In its regular monthly reports, Trepp does not cover loans that might have paid off in the six months prior to maturity, or does it give any sense as to the financial performance of the loans as they approach their balloon dates.
From the data group it analyzed, Trepp found about 72% of the universe of loans paid off. The further breakdown on those loans: 37% paid off in the six months prior to maturity, 19% paid off on the balloon date, 9% paid after the maturity date and 7% paid off with a loss of less than 2% of the loan balance. Trepp considers that last grouping a payoff even though the loans had very modest losses.
In its report, Trepp commented, “One might ask why the 19% that ‘paid off at balloon’ is so different than the monthly numbers we publish?
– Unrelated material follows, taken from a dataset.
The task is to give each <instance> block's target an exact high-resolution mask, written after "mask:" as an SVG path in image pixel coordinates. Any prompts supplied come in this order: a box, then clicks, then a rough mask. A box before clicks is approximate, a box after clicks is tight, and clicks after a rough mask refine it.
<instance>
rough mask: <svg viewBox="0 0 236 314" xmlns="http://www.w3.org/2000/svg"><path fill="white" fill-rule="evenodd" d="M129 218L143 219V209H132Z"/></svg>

“There are two reasons. First, the loans that pay off prior to maturity are removed from the monthly number, so the denominator is significantly lower. Second, the monthly number excludes loans that enter the maturity month delinquent. Again, this reduces the denominator and makes the ‘paid off at balloon’ significantly higher.”
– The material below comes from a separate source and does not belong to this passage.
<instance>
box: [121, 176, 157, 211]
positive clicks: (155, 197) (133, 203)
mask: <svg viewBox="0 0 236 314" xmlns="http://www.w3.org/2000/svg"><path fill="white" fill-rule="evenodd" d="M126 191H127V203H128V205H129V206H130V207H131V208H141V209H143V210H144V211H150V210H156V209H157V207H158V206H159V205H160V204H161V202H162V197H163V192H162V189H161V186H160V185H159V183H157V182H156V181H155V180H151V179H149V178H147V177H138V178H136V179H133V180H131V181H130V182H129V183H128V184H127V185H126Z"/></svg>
According to the most recent data from the company, almost 55% of the loans financed through a commercial mortgage-backed security execution reaching their balloon date in December were paid off. The 12-month moving average of payoffs was 47%.
As for 28% of loans in the data set that did not pay off last year, 18% are now past due, over 5% were modified and extended and the remaining 5% has a loss over 2% of the balance.